Two of the six permanent staff members will lose their jobs.
The plans were leaked to the Advertiser by a bird garden volunteer who spoke on the condition of anonymity, and were confirmed by Harewood House Trust chief executive Mike Schafer.
Mr Schafer said: “The bird garden just isn’t of the quality I expect Harewood to present to the public. It’s not delivering what we want and we’d rather do less, better.”
But he conceded that money was the main motivation for the move.
He said: “It is a cost-cutting exercise. We’re saving a considerable amount of money by doing this.
“We have to take one step back to take three forward, so that there’s a better bird garden for everyone to see.
“The public won’t be missing much, to be honest.”
He said there were no plans to close the bird garden completely and that there would be no reduction in entry fee.
Asked about the job losses, he said: “We’re very sad about that, clearly, but we’re not immune to what’s going on in the wider world and we have to find savings.”
The volunteer was more sceptical, saying: “All six keepers combined make less than the managing director.

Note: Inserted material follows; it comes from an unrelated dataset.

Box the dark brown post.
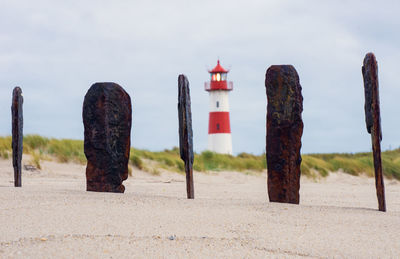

“The management just has no knowledge of how to run an animal collection nor any appreciation of how many people come to the attraction because of the bird garden.
“Surveys have shown that over 90 per cent of the visitors to the house go into the bird garden.”

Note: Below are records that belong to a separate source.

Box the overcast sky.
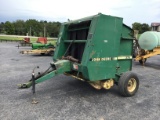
[0,0,160,26]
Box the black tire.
[139,58,147,65]
[41,53,45,55]
[48,51,54,56]
[118,71,139,97]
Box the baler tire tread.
[118,71,139,97]
[139,58,147,65]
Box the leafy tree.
[5,21,15,35]
[0,22,5,33]
[132,22,141,33]
[13,20,26,35]
[141,23,151,33]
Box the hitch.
[18,60,71,89]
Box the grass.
[0,35,56,45]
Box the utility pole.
[43,24,46,37]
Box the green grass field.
[0,35,56,45]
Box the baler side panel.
[53,25,69,61]
[87,15,122,81]
[117,24,133,74]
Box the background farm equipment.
[19,14,139,97]
[20,38,55,55]
[20,37,32,46]
[135,23,160,65]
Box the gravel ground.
[0,42,160,120]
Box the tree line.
[0,19,151,37]
[0,19,61,37]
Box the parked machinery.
[19,14,139,97]
[20,37,55,55]
[135,23,160,65]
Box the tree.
[0,22,5,33]
[13,20,26,35]
[141,23,151,33]
[4,21,15,35]
[132,22,142,33]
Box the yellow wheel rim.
[127,78,137,93]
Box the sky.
[0,0,160,26]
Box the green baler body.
[53,14,133,81]
[32,43,54,50]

The decision to reduce the collection was taken by Mr Schafer and the chairman of trustees, David Lascelles, who has been the Earl of Harewood since his father’s death in July.
The bird garden was established by the late earl in 1969.
The fine detail has yet to be explained – Harewood House has not made a public announcement about the plans – but there appears to be disagreement between the official line and the word from the enclosures.
The volunteer, who has worked in the bird garden for two years, said that some critically endangered species that have been part of captive breeding programmes, such as the 30-strong group of Waldrapp Ibis, were slated for removal.
But Mr Schafer said: “All captive breeding programmes will continue, and Harewood will not be withdrawing from any of the many wildlife and zoological organisations it is a member of.”
The volunteer added: “All of the volunteers working in the bird garden section have also been made ‘redundant’.
“They have been asked if they wish to work in the house, but all the people doing it do it because they like the animals and being outside, so have no wish to be in the house.”
Asked if this was the case, Mr Schafer said: “Not that I’m aware of. But if there’s less work to do...
“We still have volunteers. They’re the backbone of everything we do at Harewood.”
He added that although the trustees had decided that the bird garden should be reduced in size, they did not know how long it would take or how the attraction would end up.
He said: “Are we going to have a huge area for penguins, or more space for the natural species, with hides set up for visitors?
“We don’t know yet. These are things we’re going to have to decide.
“The process will take as long as it takes. In the meantime, it’s business as usual – we’re just reducing in size.”